The messages help with the local policy choice in that they tell you where they are coming from (unless somebody is forging the source address).

If the first and third lines of your example above of the “duplicative other message which appears the first 15 times it occurs”, I’d disagree, as those lines do not say anything about who is sending them.

But it’s clear you don’t want to see them, and we need a way to let folks control whether or not they see these messages.

I also know you don’t care to see the “seconds since startup” count (the 9735 and 9802 in the 2nd and 4th lines of your example above), and I find them to be very useful when examining other logs (rawstats, etc) to identify what’s going on.

The log messages do not mention Crypto-NAK, one refers to Invalid_NAK the other to Invalid-NAK. If these are indeed Crypto-NAK, I’m guessing they are relevant only if Autokey is in use. Is there any reason (other than your general interest in logging when seeing curious packets) these messages should be logged if Autokey is not in use?

Those other logs don’t prefix each line with the date and time.
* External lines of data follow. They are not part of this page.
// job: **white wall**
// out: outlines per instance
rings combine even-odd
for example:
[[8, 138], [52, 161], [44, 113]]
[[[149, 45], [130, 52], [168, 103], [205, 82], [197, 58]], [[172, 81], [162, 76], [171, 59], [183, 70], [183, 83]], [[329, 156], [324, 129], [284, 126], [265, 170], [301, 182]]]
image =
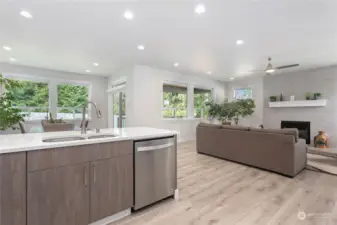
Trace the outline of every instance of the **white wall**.
[[[223, 82], [183, 75], [148, 66], [135, 66], [133, 77], [130, 79], [132, 91], [127, 98], [131, 99], [132, 108], [127, 108], [128, 126], [150, 126], [155, 128], [171, 129], [180, 132], [180, 140], [195, 139], [195, 128], [200, 120], [195, 119], [162, 119], [163, 82], [183, 82], [190, 87], [198, 86], [214, 90], [215, 100], [222, 102], [225, 96]], [[191, 89], [190, 89], [191, 90]], [[129, 110], [132, 110], [131, 112]]]
[[240, 125], [258, 127], [263, 124], [263, 77], [248, 77], [227, 83], [228, 100], [234, 100], [235, 88], [252, 88], [255, 112], [239, 120]]
[[[269, 96], [305, 100], [306, 92], [320, 92], [328, 99], [326, 107], [269, 108]], [[330, 146], [337, 146], [337, 66], [264, 77], [264, 124], [280, 128], [282, 120], [311, 122], [311, 139], [318, 131], [327, 132]]]
[[106, 90], [108, 88], [108, 78], [99, 76], [88, 76], [76, 73], [68, 73], [55, 70], [39, 69], [27, 66], [18, 66], [7, 63], [0, 63], [0, 73], [17, 74], [31, 76], [35, 78], [47, 78], [64, 81], [86, 82], [91, 84], [91, 101], [96, 102], [100, 107], [103, 118], [97, 119], [95, 112], [92, 111], [91, 127], [105, 128], [108, 121], [108, 107]]

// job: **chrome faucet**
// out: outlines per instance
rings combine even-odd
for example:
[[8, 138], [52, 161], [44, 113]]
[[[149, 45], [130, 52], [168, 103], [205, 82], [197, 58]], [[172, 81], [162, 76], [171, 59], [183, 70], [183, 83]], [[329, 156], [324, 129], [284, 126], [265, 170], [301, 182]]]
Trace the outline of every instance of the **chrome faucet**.
[[87, 133], [87, 127], [86, 127], [87, 120], [85, 119], [85, 111], [86, 111], [87, 106], [89, 104], [91, 104], [91, 105], [93, 105], [95, 107], [97, 118], [101, 118], [102, 117], [101, 111], [97, 108], [97, 105], [94, 102], [88, 101], [87, 104], [83, 104], [83, 108], [82, 108], [82, 122], [81, 122], [81, 134], [86, 134]]

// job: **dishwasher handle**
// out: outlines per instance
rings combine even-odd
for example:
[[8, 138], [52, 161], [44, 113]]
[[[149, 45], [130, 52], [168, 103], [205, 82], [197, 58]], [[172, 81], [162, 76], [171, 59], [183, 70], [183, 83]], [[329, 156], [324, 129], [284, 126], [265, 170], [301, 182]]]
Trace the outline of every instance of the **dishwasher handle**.
[[174, 146], [173, 142], [163, 144], [163, 145], [153, 145], [153, 146], [146, 146], [146, 147], [137, 147], [137, 152], [147, 152], [147, 151], [155, 151], [163, 148], [169, 148]]

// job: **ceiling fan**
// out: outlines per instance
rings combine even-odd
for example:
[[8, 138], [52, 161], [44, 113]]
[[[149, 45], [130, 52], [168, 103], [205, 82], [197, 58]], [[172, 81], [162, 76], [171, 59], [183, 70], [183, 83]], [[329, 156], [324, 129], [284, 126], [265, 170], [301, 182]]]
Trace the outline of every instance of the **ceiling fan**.
[[283, 66], [274, 67], [271, 64], [271, 57], [268, 57], [268, 65], [267, 65], [267, 68], [265, 70], [252, 70], [251, 72], [265, 71], [267, 74], [271, 74], [271, 73], [274, 73], [276, 70], [287, 69], [287, 68], [296, 67], [296, 66], [299, 66], [299, 65], [300, 64], [291, 64], [291, 65], [283, 65]]

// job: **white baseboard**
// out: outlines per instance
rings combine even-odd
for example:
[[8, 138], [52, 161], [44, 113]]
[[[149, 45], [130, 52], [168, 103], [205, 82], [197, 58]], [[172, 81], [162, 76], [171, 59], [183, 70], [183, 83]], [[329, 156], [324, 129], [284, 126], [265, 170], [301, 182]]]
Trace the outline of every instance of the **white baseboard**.
[[122, 212], [116, 213], [115, 215], [106, 217], [89, 225], [108, 225], [129, 215], [131, 215], [131, 209], [127, 209]]

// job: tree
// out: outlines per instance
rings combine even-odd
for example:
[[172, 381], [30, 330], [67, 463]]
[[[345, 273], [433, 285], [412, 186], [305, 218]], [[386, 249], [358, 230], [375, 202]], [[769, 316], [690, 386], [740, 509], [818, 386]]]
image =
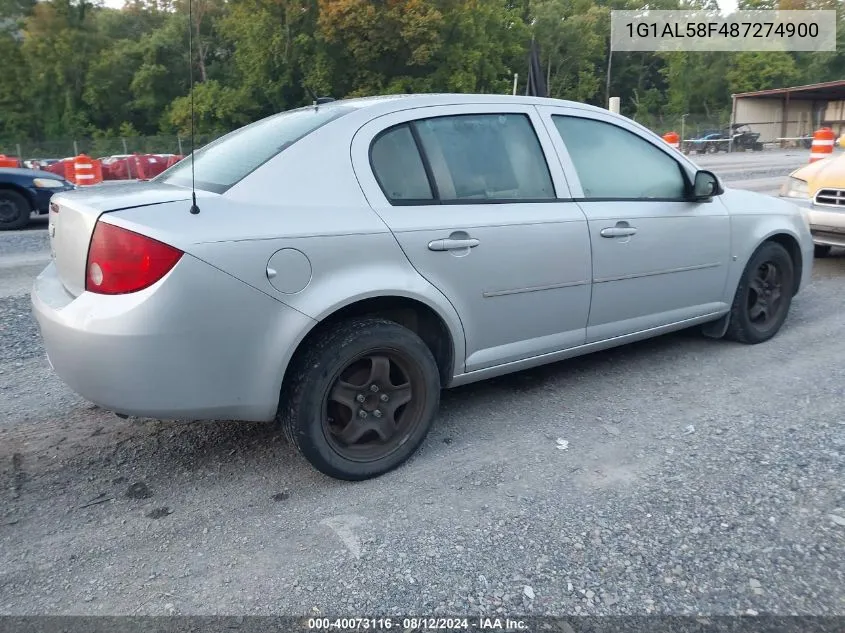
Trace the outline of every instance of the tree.
[[726, 73], [732, 94], [795, 85], [801, 73], [789, 53], [737, 53]]
[[[255, 117], [301, 105], [316, 51], [316, 0], [240, 0], [219, 24], [233, 49], [231, 85]], [[311, 83], [311, 82], [309, 82]], [[323, 94], [330, 82], [309, 86]]]
[[[191, 131], [190, 97], [174, 99], [167, 112], [172, 127], [183, 135]], [[194, 86], [194, 120], [198, 134], [222, 134], [248, 123], [241, 93], [211, 79]]]
[[[0, 0], [0, 140], [186, 133], [189, 70], [197, 130], [216, 134], [320, 96], [509, 93], [525, 85], [534, 37], [553, 96], [662, 126], [722, 118], [732, 92], [841, 79], [821, 53], [623, 53], [610, 11], [642, 0]], [[841, 0], [740, 0], [740, 8], [836, 9]], [[717, 0], [649, 0], [715, 11]], [[188, 50], [189, 33], [194, 50]]]
[[602, 103], [610, 13], [591, 0], [534, 0], [534, 32], [548, 64], [549, 95]]

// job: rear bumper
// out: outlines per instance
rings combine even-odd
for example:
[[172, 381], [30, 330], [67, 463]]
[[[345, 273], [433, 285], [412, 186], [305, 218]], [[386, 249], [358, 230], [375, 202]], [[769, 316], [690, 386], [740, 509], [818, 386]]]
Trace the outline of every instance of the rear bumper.
[[293, 343], [313, 321], [185, 255], [130, 295], [73, 297], [53, 263], [32, 305], [50, 365], [106, 410], [162, 419], [271, 420]]

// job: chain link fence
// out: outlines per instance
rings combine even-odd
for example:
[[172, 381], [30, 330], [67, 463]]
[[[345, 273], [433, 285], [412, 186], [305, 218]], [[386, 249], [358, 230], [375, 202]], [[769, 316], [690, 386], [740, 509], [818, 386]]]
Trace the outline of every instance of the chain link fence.
[[[623, 112], [636, 122], [644, 125], [653, 132], [664, 135], [675, 132], [681, 137], [681, 149], [686, 153], [698, 154], [707, 152], [727, 151], [730, 134], [730, 112], [720, 112], [712, 116], [703, 115], [667, 115], [651, 113]], [[746, 117], [747, 118], [747, 117]], [[760, 117], [757, 117], [758, 119]], [[794, 117], [793, 117], [794, 118]], [[761, 122], [762, 121], [762, 122]], [[757, 134], [757, 142], [766, 147], [782, 147], [785, 144], [807, 148], [810, 144], [813, 122], [789, 121], [782, 125], [779, 121], [769, 121], [766, 117], [761, 120], [737, 120], [746, 125], [746, 136], [751, 139], [748, 148], [732, 146], [732, 151], [743, 149], [758, 149], [754, 146], [753, 136]], [[845, 132], [845, 123], [842, 124]], [[789, 134], [781, 133], [781, 128], [787, 128]], [[791, 136], [790, 136], [791, 135]], [[196, 136], [196, 147], [219, 138], [221, 134], [199, 134]], [[784, 140], [781, 137], [790, 136]], [[796, 137], [796, 138], [791, 138]], [[800, 138], [807, 137], [807, 138]], [[759, 148], [762, 149], [762, 148]], [[137, 136], [125, 138], [80, 138], [59, 139], [48, 141], [0, 141], [0, 154], [19, 157], [22, 160], [61, 159], [84, 153], [92, 158], [104, 158], [121, 154], [181, 154], [191, 151], [191, 141], [186, 136]]]
[[[657, 134], [674, 131], [685, 139], [699, 138], [710, 130], [727, 128], [728, 121], [722, 119], [682, 119], [680, 117], [640, 116], [632, 117]], [[197, 149], [219, 138], [221, 134], [200, 134], [196, 136]], [[137, 136], [125, 138], [79, 138], [47, 141], [0, 142], [0, 154], [15, 156], [21, 160], [62, 159], [79, 154], [92, 158], [105, 158], [122, 154], [180, 154], [191, 151], [191, 140], [185, 136]]]
[[[822, 125], [836, 125], [808, 114], [790, 112], [786, 121], [777, 112], [738, 109], [733, 128], [730, 112], [717, 116], [634, 115], [638, 123], [663, 136], [675, 132], [681, 138], [680, 149], [685, 154], [719, 152], [762, 152], [774, 149], [809, 150], [813, 131]], [[840, 124], [845, 133], [845, 122]]]
[[[198, 134], [197, 149], [219, 134]], [[0, 154], [21, 160], [62, 159], [79, 154], [104, 158], [121, 154], [189, 154], [191, 139], [185, 136], [137, 136], [127, 138], [80, 138], [49, 141], [0, 142]]]
[[731, 124], [730, 112], [715, 116], [637, 114], [631, 118], [661, 136], [667, 132], [676, 132], [686, 141], [726, 132]]

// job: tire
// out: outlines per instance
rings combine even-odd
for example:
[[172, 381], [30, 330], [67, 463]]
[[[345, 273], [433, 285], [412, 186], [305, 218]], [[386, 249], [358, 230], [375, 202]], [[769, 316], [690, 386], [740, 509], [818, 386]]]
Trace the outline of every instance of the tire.
[[833, 248], [832, 246], [828, 246], [827, 244], [816, 244], [813, 247], [813, 255], [816, 257], [827, 257], [830, 255], [830, 249]]
[[[297, 354], [289, 371], [280, 407], [285, 434], [317, 470], [336, 479], [370, 479], [405, 462], [428, 434], [440, 403], [431, 351], [415, 333], [386, 319], [331, 327]], [[399, 400], [404, 402], [394, 404]]]
[[0, 189], [0, 231], [14, 231], [29, 224], [32, 207], [17, 191]]
[[726, 338], [749, 345], [768, 341], [786, 320], [794, 288], [795, 267], [789, 253], [780, 244], [764, 242], [742, 273]]

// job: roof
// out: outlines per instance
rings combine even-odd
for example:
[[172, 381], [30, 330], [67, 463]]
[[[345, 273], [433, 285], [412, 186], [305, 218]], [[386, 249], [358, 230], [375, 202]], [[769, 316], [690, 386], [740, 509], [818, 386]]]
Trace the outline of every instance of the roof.
[[[577, 101], [566, 101], [551, 97], [533, 97], [528, 95], [510, 94], [486, 94], [486, 93], [417, 93], [401, 95], [375, 95], [372, 97], [355, 97], [349, 99], [338, 99], [319, 107], [347, 106], [356, 109], [371, 108], [381, 113], [396, 112], [407, 108], [417, 108], [440, 105], [547, 105], [564, 106], [580, 110], [594, 112], [608, 112], [604, 108], [580, 103]], [[308, 107], [308, 106], [305, 106]]]
[[758, 99], [783, 99], [789, 95], [790, 99], [805, 99], [817, 101], [845, 100], [845, 79], [826, 81], [820, 84], [793, 86], [791, 88], [774, 88], [772, 90], [757, 90], [735, 94], [737, 99], [754, 97]]
[[[563, 105], [577, 108], [599, 109], [597, 106], [591, 106], [577, 101], [566, 101], [564, 99], [554, 99], [551, 97], [533, 97], [528, 95], [510, 95], [510, 94], [491, 94], [491, 93], [461, 93], [461, 92], [420, 92], [415, 94], [398, 94], [398, 95], [375, 95], [372, 97], [353, 97], [349, 99], [338, 99], [332, 101], [330, 104], [349, 105], [355, 107], [365, 107], [370, 105], [380, 105], [383, 103], [390, 103], [396, 101], [411, 101], [420, 104], [450, 104], [450, 103], [529, 103], [533, 105]], [[323, 107], [323, 106], [321, 106]], [[605, 110], [606, 112], [606, 110]]]

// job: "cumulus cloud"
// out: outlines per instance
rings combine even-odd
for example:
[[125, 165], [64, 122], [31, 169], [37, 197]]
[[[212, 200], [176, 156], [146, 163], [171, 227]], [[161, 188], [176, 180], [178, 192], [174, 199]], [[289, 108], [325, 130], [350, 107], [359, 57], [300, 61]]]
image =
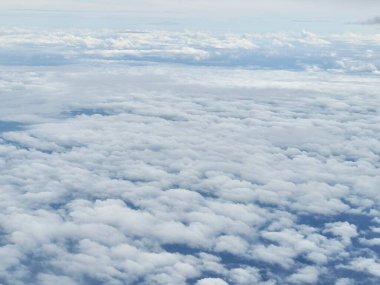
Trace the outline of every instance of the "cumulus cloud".
[[318, 269], [307, 266], [288, 277], [288, 281], [294, 284], [315, 284], [318, 281]]
[[352, 284], [354, 283], [353, 283], [353, 280], [350, 278], [340, 278], [336, 280], [335, 282], [335, 285], [352, 285]]
[[[270, 64], [365, 60], [347, 47], [376, 36], [2, 36], [4, 54], [64, 60], [2, 59], [0, 283], [379, 276], [376, 73]], [[245, 64], [256, 50], [273, 57]]]
[[340, 236], [344, 243], [351, 243], [351, 239], [358, 236], [356, 226], [348, 222], [335, 222], [325, 225], [326, 232], [332, 233], [335, 236]]
[[220, 278], [204, 278], [199, 280], [197, 285], [228, 285], [224, 280]]
[[380, 262], [374, 258], [356, 258], [351, 261], [346, 268], [354, 271], [366, 272], [375, 277], [380, 277]]

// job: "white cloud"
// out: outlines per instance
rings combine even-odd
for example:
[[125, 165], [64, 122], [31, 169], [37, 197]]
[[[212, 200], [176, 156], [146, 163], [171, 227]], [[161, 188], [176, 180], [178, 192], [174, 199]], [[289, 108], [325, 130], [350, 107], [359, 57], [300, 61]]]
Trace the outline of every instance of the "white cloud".
[[199, 280], [197, 285], [228, 285], [227, 282], [220, 278], [204, 278], [202, 280]]
[[248, 243], [236, 236], [221, 236], [215, 246], [216, 251], [226, 251], [237, 255], [244, 255], [247, 249]]
[[350, 278], [340, 278], [335, 282], [335, 285], [351, 285], [354, 284]]
[[318, 281], [318, 269], [306, 266], [288, 277], [288, 281], [294, 284], [315, 284]]
[[350, 262], [345, 268], [353, 271], [366, 272], [375, 277], [380, 277], [380, 262], [374, 258], [360, 257]]
[[50, 274], [40, 274], [38, 276], [38, 281], [39, 281], [39, 284], [41, 285], [49, 285], [49, 284], [76, 285], [78, 284], [67, 276], [57, 276], [57, 275], [50, 275]]
[[232, 284], [259, 284], [261, 276], [256, 268], [235, 268], [231, 270]]
[[380, 238], [360, 239], [360, 242], [371, 246], [380, 246]]
[[326, 232], [340, 236], [346, 244], [350, 244], [351, 239], [359, 235], [356, 226], [348, 222], [328, 223], [325, 225], [325, 228]]

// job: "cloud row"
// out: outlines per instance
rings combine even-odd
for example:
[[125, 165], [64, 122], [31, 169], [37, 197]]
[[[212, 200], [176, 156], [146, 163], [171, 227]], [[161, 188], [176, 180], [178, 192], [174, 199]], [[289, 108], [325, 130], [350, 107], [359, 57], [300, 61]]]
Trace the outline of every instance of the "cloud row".
[[179, 32], [0, 32], [3, 65], [135, 61], [197, 66], [379, 73], [378, 35]]

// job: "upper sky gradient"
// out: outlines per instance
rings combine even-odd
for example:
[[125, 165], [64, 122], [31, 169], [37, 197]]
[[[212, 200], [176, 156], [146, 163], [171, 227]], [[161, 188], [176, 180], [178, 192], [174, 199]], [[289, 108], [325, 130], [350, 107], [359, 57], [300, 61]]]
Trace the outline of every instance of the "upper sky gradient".
[[243, 32], [377, 32], [376, 0], [32, 0], [0, 3], [0, 25]]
Logging to syslog/ntp.log the time since startup is duplicative as it’s easy to find the associated startup time in the same logfile.

I think this may be someone trying to exploit:

  1. NTP BUG 2941: NAK to the Future: Symmetric association authentication bypass via crypto-NAK
  2. Or CVE-2016-9311 to create a DoS

In the meantime, as the two IPs are responsible for all of the attempts I’ve blocked them at the firewall level. Thanks for the responses and input on this!